I loved cars as a kid. But grew out of it once the 1950s were over and they no longer seemed like another kind of art but, instead, like another kind of corporate compromise. The street I grew up on, only a block and a half long, started at the top of a slight hill and dropped down to where Valley Street crossed it, and then dead-ended at the Lackawana railroad tracks.

The part of Valley Street that connected my street with the center of my hometown was lined with car dealerships. You could get any make or model on that mile-long strip, even Henry J.s and Kaisers and Packards and Willys and other obscure brands that I’ve since seen at these shows, either stock, as they looked when I was a kid, or transformed into something so unique, the person who did it should have a show at the Museum of Modern Art, at least.

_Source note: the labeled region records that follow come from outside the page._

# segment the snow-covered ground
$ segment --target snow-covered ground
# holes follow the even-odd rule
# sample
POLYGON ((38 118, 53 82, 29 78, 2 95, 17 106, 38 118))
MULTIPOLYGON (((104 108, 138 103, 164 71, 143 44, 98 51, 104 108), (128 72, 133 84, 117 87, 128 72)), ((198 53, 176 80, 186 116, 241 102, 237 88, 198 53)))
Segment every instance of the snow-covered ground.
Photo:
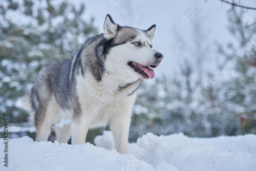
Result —
MULTIPOLYGON (((129 144, 129 154, 119 154, 113 148, 110 132, 96 137, 95 142, 97 146, 88 143, 37 142, 27 136, 11 139, 8 167, 2 162, 0 170, 256 170, 255 135, 199 138, 150 133, 129 144)), ((2 160, 4 148, 2 142, 2 160)))

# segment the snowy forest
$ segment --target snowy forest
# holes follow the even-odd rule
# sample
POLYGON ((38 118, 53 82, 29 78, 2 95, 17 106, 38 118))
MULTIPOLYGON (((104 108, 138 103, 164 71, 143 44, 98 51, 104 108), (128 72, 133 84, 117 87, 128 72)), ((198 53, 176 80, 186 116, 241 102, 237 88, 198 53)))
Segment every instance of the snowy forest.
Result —
MULTIPOLYGON (((87 38, 100 33, 93 16, 82 17, 86 7, 50 0, 0 3, 0 111, 9 114, 9 125, 32 125, 21 99, 42 66, 72 57, 87 38)), ((227 13, 227 29, 234 40, 216 42, 215 53, 223 59, 217 71, 202 69, 207 40, 195 25, 193 45, 183 45, 179 57, 193 56, 196 65, 184 60, 177 77, 159 75, 152 83, 143 82, 133 110, 130 142, 148 132, 193 137, 256 134, 256 25, 247 25, 244 13, 239 8, 227 13)), ((93 143, 104 130, 109 126, 90 131, 87 141, 93 143)), ((26 135, 35 137, 29 132, 11 137, 26 135)))

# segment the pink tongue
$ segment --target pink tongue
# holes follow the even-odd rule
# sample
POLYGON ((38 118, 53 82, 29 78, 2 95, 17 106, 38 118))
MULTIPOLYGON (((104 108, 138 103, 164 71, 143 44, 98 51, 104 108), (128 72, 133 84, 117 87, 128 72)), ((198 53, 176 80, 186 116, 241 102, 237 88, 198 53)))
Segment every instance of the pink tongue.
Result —
POLYGON ((140 65, 139 65, 138 66, 139 66, 139 67, 140 67, 140 69, 141 70, 145 71, 146 74, 147 74, 147 75, 148 75, 150 79, 153 79, 154 77, 155 77, 155 72, 154 72, 153 70, 151 69, 147 66, 146 67, 143 67, 141 66, 140 65))

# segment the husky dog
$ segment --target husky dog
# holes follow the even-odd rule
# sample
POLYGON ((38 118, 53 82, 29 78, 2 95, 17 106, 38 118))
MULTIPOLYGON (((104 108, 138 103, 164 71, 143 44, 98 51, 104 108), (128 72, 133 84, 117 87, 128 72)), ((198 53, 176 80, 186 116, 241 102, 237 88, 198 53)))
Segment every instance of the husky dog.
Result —
POLYGON ((56 140, 85 142, 89 129, 110 127, 117 152, 126 153, 132 108, 142 79, 155 77, 153 68, 163 55, 152 49, 156 25, 146 30, 115 24, 108 14, 104 33, 86 41, 73 59, 60 59, 39 72, 29 95, 37 141, 47 140, 52 126, 56 140))

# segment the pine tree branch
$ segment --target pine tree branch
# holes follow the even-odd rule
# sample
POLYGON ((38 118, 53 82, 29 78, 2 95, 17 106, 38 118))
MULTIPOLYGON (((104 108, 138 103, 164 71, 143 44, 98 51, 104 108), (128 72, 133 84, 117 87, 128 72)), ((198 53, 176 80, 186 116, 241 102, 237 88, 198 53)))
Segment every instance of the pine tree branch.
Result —
POLYGON ((225 3, 228 4, 232 5, 232 8, 231 9, 231 10, 232 10, 234 7, 240 7, 240 8, 246 8, 247 9, 256 10, 256 8, 247 7, 247 6, 244 6, 243 5, 239 5, 239 4, 238 4, 236 3, 234 3, 233 1, 232 3, 228 2, 228 1, 224 1, 224 0, 219 0, 219 1, 221 1, 223 3, 225 3))

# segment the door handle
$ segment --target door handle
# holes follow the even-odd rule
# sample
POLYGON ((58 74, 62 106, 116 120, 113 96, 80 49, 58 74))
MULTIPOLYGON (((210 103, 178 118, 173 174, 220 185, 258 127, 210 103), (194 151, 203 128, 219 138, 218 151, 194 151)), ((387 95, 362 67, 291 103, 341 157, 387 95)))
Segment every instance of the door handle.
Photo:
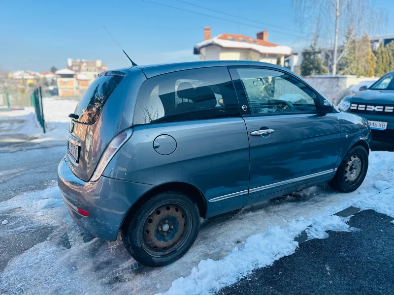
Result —
POLYGON ((263 135, 264 134, 269 134, 272 133, 275 130, 274 129, 264 129, 263 130, 256 130, 256 131, 252 131, 250 133, 251 135, 254 135, 256 136, 259 135, 263 135))

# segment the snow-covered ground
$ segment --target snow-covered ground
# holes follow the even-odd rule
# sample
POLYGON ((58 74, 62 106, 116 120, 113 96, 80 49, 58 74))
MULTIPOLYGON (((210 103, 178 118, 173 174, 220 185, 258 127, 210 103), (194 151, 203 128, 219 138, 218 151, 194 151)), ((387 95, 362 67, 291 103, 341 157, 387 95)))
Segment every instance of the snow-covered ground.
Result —
MULTIPOLYGON (((156 268, 138 267, 119 239, 90 237, 69 216, 54 181, 43 191, 0 203, 0 216, 8 216, 0 225, 2 236, 53 229, 44 241, 8 262, 0 274, 0 293, 214 293, 294 253, 295 237, 304 230, 310 238, 324 238, 327 230, 354 230, 347 219, 331 216, 351 206, 394 219, 394 153, 371 152, 369 163, 364 182, 353 193, 313 187, 205 221, 183 257, 156 268)), ((0 250, 0 259, 7 255, 0 250)))
MULTIPOLYGON (((78 100, 60 97, 42 99, 46 133, 37 120, 34 108, 0 111, 0 135, 3 137, 16 134, 26 136, 31 143, 41 146, 66 144, 66 134, 70 122, 68 115, 75 109, 78 100)), ((20 137, 18 139, 20 140, 20 137)))

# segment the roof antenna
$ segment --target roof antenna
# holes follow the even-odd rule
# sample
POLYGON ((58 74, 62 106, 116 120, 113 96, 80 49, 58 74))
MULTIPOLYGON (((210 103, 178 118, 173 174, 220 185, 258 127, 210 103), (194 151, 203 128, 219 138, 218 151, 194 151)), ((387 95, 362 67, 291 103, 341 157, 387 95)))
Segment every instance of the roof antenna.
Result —
POLYGON ((105 26, 103 26, 102 28, 104 29, 104 30, 105 30, 106 31, 106 32, 108 33, 108 34, 109 35, 109 36, 111 37, 111 39, 114 40, 114 42, 117 45, 118 45, 119 48, 120 48, 121 50, 122 50, 123 52, 123 53, 126 55, 127 58, 129 59, 130 60, 130 61, 131 62, 131 64, 132 64, 133 66, 137 65, 137 64, 135 63, 132 60, 131 60, 131 59, 130 58, 130 57, 128 55, 127 55, 127 54, 126 53, 126 52, 124 50, 123 50, 123 49, 122 48, 122 46, 121 46, 119 42, 118 42, 118 41, 116 41, 116 39, 115 38, 114 38, 114 36, 112 36, 112 34, 109 32, 109 31, 108 30, 108 29, 106 28, 105 28, 105 26))

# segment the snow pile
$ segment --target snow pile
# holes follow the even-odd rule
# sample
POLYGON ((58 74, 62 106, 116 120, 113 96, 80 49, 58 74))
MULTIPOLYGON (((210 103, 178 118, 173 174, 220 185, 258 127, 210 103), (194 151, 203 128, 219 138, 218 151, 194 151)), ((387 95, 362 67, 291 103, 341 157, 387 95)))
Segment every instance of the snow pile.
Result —
POLYGON ((308 239, 328 237, 327 231, 350 232, 351 229, 346 223, 350 219, 350 217, 340 217, 336 215, 316 217, 312 221, 312 225, 305 230, 308 239))
POLYGON ((373 186, 378 189, 382 190, 390 186, 390 184, 387 181, 378 180, 373 183, 373 186))
POLYGON ((66 142, 65 136, 70 118, 68 115, 75 109, 78 100, 44 97, 42 99, 46 133, 37 120, 34 108, 1 112, 0 134, 23 134, 35 138, 31 141, 52 144, 53 142, 66 142))
MULTIPOLYGON (((327 230, 347 231, 349 226, 345 222, 348 220, 338 216, 321 217, 315 220, 318 224, 311 233, 322 238, 327 235, 327 230)), ((190 275, 173 282, 171 287, 164 294, 208 295, 233 284, 253 269, 270 265, 294 253, 298 245, 295 238, 310 222, 301 217, 292 220, 284 228, 272 226, 266 233, 254 235, 246 239, 243 248, 235 247, 224 259, 200 262, 192 269, 190 275)))

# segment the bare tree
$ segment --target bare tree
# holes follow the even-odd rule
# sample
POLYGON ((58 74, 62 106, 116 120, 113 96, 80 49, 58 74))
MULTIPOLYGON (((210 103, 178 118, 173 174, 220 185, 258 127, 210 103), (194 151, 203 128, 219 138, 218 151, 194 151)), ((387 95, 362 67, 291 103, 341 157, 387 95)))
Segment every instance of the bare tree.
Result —
POLYGON ((305 27, 312 31, 309 32, 311 35, 325 36, 326 46, 333 46, 332 52, 329 52, 332 75, 336 74, 338 62, 347 52, 347 40, 365 31, 379 30, 387 23, 387 12, 376 8, 374 0, 293 0, 293 2, 296 21, 301 26, 307 23, 305 27), (348 34, 346 38, 346 34, 348 34), (338 55, 340 42, 343 44, 338 55))

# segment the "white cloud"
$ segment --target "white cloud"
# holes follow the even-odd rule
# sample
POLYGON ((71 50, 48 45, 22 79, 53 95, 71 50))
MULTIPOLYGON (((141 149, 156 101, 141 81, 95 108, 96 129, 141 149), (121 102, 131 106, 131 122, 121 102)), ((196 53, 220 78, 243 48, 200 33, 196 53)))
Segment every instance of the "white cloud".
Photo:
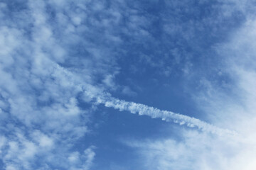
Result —
MULTIPOLYGON (((219 86, 211 75, 201 79, 201 93, 195 94, 198 108, 215 125, 235 130, 236 136, 216 136, 192 130, 180 130, 178 139, 124 142, 139 155, 146 169, 255 169, 255 20, 232 33, 228 42, 215 46, 219 60, 224 61, 222 75, 230 81, 219 86)), ((216 65, 217 66, 217 65, 216 65)), ((193 91, 195 93, 195 91, 193 91)))

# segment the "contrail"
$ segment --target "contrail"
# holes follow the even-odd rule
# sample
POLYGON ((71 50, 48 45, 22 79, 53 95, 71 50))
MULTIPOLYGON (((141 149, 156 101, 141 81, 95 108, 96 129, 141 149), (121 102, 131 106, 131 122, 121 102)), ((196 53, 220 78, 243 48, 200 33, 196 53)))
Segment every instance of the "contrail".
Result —
POLYGON ((176 113, 171 111, 161 110, 141 103, 119 100, 112 97, 109 94, 97 96, 95 98, 96 99, 96 103, 104 104, 108 108, 118 109, 120 111, 127 110, 132 113, 138 113, 140 115, 149 115, 152 118, 161 118, 166 122, 172 121, 178 123, 181 125, 186 125, 189 128, 197 128, 202 131, 211 132, 221 136, 226 135, 237 135, 237 132, 234 131, 220 128, 193 117, 176 113))

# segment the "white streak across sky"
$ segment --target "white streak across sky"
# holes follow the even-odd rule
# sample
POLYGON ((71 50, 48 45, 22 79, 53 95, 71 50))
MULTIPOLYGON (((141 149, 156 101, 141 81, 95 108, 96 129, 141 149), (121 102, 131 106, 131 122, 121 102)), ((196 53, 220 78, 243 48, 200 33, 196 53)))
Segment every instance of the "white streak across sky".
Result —
POLYGON ((174 122, 179 125, 186 125, 189 128, 197 128, 203 132, 216 134, 218 135, 235 135, 236 132, 223 129, 213 125, 199 119, 188 115, 176 113, 171 111, 162 110, 156 108, 148 106, 146 105, 137 103, 134 102, 126 101, 112 97, 110 94, 98 95, 95 96, 97 103, 104 104, 108 108, 113 108, 120 111, 126 110, 132 113, 138 113, 139 115, 148 115, 152 118, 161 118, 166 122, 174 122))

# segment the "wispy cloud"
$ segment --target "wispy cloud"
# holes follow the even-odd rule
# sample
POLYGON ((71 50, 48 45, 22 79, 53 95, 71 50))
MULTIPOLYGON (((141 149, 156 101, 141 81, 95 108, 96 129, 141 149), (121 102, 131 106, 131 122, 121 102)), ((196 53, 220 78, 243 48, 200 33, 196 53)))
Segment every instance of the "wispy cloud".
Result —
POLYGON ((103 95, 100 94, 92 97, 96 98, 97 103, 102 103, 106 107, 118 109, 120 111, 127 110, 132 113, 138 113, 140 115, 149 115, 152 118, 161 118, 164 121, 172 121, 181 125, 186 125, 190 128, 195 127, 202 131, 219 135, 236 134, 235 131, 220 128, 195 118, 171 111, 161 110, 141 103, 119 100, 112 97, 109 94, 105 94, 105 95, 104 94, 103 95))

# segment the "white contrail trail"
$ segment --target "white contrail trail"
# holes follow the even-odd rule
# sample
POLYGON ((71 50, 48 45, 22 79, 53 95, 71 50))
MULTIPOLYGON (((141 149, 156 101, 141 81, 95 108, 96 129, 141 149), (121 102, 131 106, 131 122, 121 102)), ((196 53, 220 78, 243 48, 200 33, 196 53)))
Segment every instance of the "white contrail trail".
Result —
POLYGON ((118 109, 120 111, 127 110, 132 113, 138 113, 141 115, 149 115, 152 118, 161 118, 163 120, 167 122, 173 121, 180 125, 186 125, 190 128, 197 128, 202 131, 217 134, 218 135, 234 135, 237 134, 235 132, 228 129, 220 128, 193 117, 171 111, 161 110, 144 104, 119 100, 112 97, 109 94, 97 96, 95 98, 97 103, 104 104, 106 107, 118 109))

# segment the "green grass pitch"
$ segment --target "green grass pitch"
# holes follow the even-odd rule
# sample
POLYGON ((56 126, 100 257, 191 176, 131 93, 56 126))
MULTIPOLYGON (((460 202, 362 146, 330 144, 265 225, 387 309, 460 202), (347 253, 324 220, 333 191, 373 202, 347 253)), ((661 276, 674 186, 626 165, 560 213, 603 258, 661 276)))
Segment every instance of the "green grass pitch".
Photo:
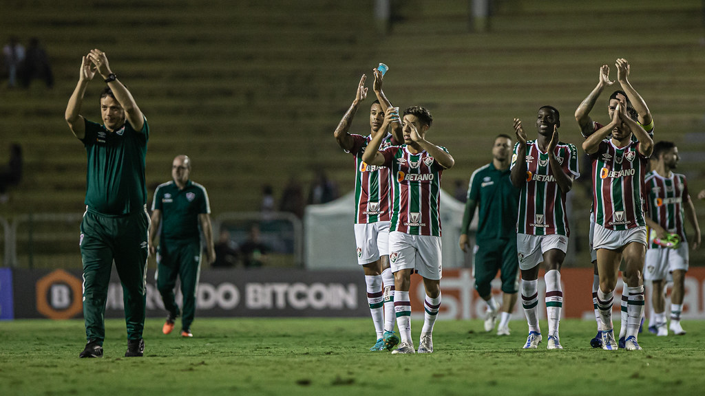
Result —
POLYGON ((673 396, 705 387, 702 321, 685 321, 682 336, 642 333, 644 350, 632 352, 591 349, 587 321, 562 321, 563 351, 545 341, 522 350, 521 320, 508 337, 478 320, 439 321, 426 355, 368 352, 370 319, 197 318, 191 339, 164 335, 161 324, 147 320, 144 358, 125 358, 124 321, 109 319, 105 356, 80 359, 82 321, 0 322, 0 395, 673 396))

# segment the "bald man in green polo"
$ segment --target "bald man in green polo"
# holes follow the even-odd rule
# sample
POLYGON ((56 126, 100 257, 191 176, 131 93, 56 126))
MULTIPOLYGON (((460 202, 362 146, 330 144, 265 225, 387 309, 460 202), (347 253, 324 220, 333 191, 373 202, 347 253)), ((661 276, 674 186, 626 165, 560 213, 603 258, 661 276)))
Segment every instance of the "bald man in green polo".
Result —
POLYGON ((99 49, 83 56, 65 117, 87 154, 86 212, 80 235, 87 342, 79 357, 103 356, 105 304, 114 261, 123 287, 128 333, 125 356, 141 357, 145 350, 142 333, 147 312, 149 226, 145 180, 149 137, 147 118, 99 49), (83 95, 96 74, 107 84, 100 95, 103 125, 80 115, 83 95))
POLYGON ((196 311, 196 287, 203 258, 202 233, 206 261, 212 264, 216 258, 208 193, 202 185, 191 181, 190 173, 190 159, 177 156, 171 163, 173 180, 159 185, 154 192, 149 229, 149 251, 157 256, 157 288, 168 312, 161 331, 171 333, 179 316, 174 296, 178 276, 183 295, 182 337, 193 336, 191 323, 196 311))

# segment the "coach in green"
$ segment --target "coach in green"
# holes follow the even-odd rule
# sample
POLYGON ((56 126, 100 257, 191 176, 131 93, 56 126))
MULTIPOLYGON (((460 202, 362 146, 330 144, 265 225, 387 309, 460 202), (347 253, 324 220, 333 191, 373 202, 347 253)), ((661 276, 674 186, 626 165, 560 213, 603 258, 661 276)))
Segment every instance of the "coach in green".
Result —
POLYGON ((208 264, 216 258, 208 193, 202 185, 189 179, 190 173, 191 160, 185 155, 177 156, 171 165, 173 180, 159 185, 154 192, 149 229, 149 251, 157 256, 157 288, 168 312, 161 331, 171 333, 179 315, 174 296, 178 276, 183 295, 182 337, 193 336, 191 323, 196 311, 196 287, 202 257, 201 232, 208 264))
POLYGON ((146 313, 147 229, 145 156, 149 128, 127 88, 111 71, 105 53, 83 57, 66 112, 66 122, 87 153, 86 212, 81 223, 83 316, 87 342, 80 357, 103 356, 105 304, 113 261, 123 287, 128 332, 125 357, 141 357, 146 313), (100 94, 103 125, 80 114, 96 73, 107 87, 100 94))
POLYGON ((498 335, 509 335, 509 320, 517 302, 519 261, 517 258, 517 208, 520 190, 510 180, 512 139, 500 135, 492 146, 492 162, 476 170, 470 178, 467 202, 460 228, 460 249, 467 252, 467 233, 479 205, 477 233, 473 250, 475 289, 485 301, 485 331, 494 328, 501 309, 498 335), (490 283, 501 271, 503 302, 492 298, 490 283))

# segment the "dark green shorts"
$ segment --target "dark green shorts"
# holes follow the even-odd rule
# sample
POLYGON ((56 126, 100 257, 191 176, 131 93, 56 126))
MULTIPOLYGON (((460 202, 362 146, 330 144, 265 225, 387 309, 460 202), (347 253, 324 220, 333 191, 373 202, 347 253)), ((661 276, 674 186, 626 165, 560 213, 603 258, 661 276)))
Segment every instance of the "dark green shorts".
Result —
POLYGON ((478 240, 473 255, 473 276, 475 289, 480 296, 491 292, 490 283, 497 272, 501 272, 502 291, 513 294, 519 288, 519 260, 517 258, 516 240, 496 239, 478 240))

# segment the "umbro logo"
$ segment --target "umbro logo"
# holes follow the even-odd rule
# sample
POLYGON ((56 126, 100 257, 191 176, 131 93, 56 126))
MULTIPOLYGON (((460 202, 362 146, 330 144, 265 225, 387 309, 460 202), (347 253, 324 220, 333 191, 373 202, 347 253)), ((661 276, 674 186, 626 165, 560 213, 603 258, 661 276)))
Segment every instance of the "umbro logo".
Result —
POLYGON ((624 211, 615 211, 615 220, 617 221, 624 221, 624 211))

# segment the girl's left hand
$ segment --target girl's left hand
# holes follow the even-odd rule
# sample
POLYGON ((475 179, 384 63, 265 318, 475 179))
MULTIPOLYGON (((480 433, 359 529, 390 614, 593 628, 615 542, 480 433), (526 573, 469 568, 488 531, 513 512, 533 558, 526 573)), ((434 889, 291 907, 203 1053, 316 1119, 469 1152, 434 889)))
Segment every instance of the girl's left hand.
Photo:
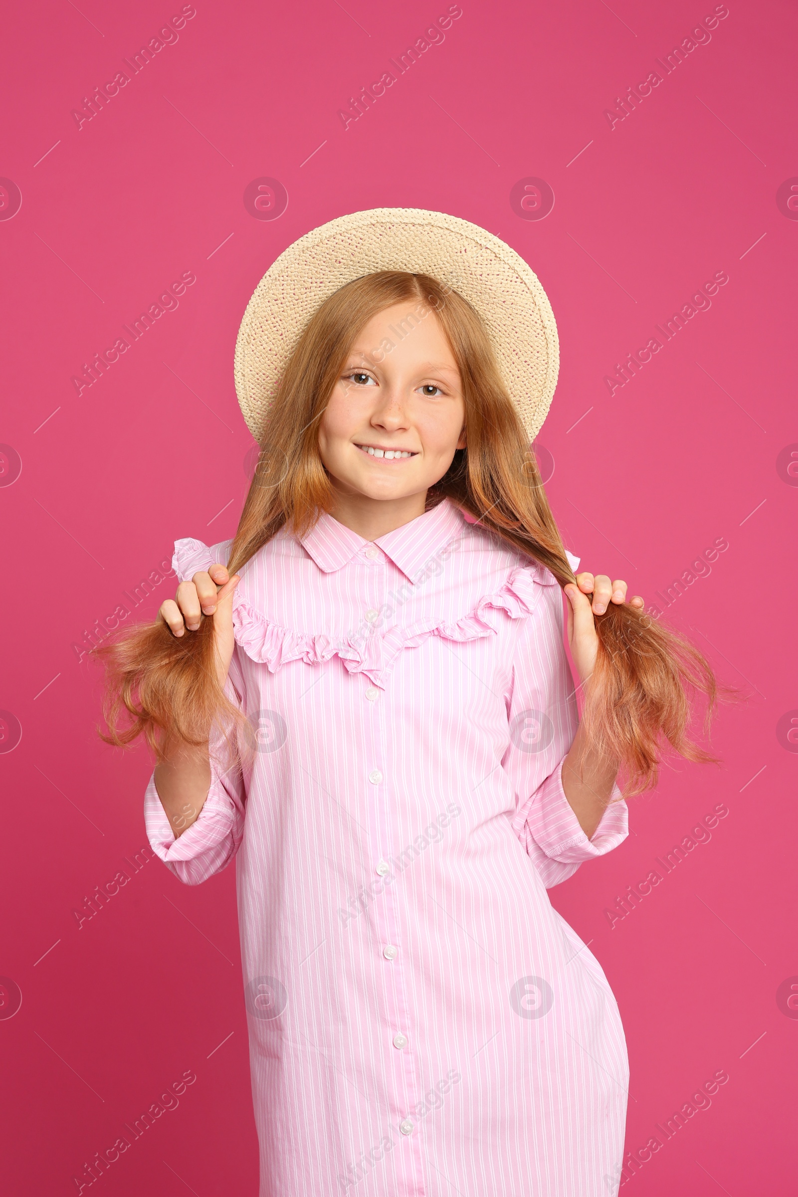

During World War Two car companies switched to making tanks and military vehicles. So when I was a boy, after the war, and new car models started being manufactured again, it seemed like the beginning of the future. Each year’s designs were bolder and more unique than the year before, until the wave of fins in the 1950s that got more and more outrageous.

These shows have brought back that childhood enthusiasm for the beauty of what was once mostly a U. S. phenomenon—original and beautiful designs. At least in cars, though a lot of other stuff too. Nowadays everything seems to be made for the profit and convenience of the one percent of the population that doesn’t have to drive to work or fly commercial or any of that plebian stuff the rest of us have to do and live with.

I don’t know what they do for music, but you know if they had to open a shrink wrapped CD those things would have been redesigned ten years ago. Now it doesn’t matter as even CDs are going out, and why not, they’re not exactly art objects themselves, though more so than cassettes were.

But at this show the old “American” ingenuity seemed as alive as ever. In these hot rods and customized cars and motorcycles. Even bicycles. There was a 1950s Schwinn there that made me think how I was living in L. A. a decade ago when I read about the last Schwinn produced in the USA. It broke my heart.

I understand life is change, and nothing, or very little, remains the same for too long, but when I was a kid that mostly meant things got better. Now…some things still do, obviously, but it seems to this old soul that not as much in this country do.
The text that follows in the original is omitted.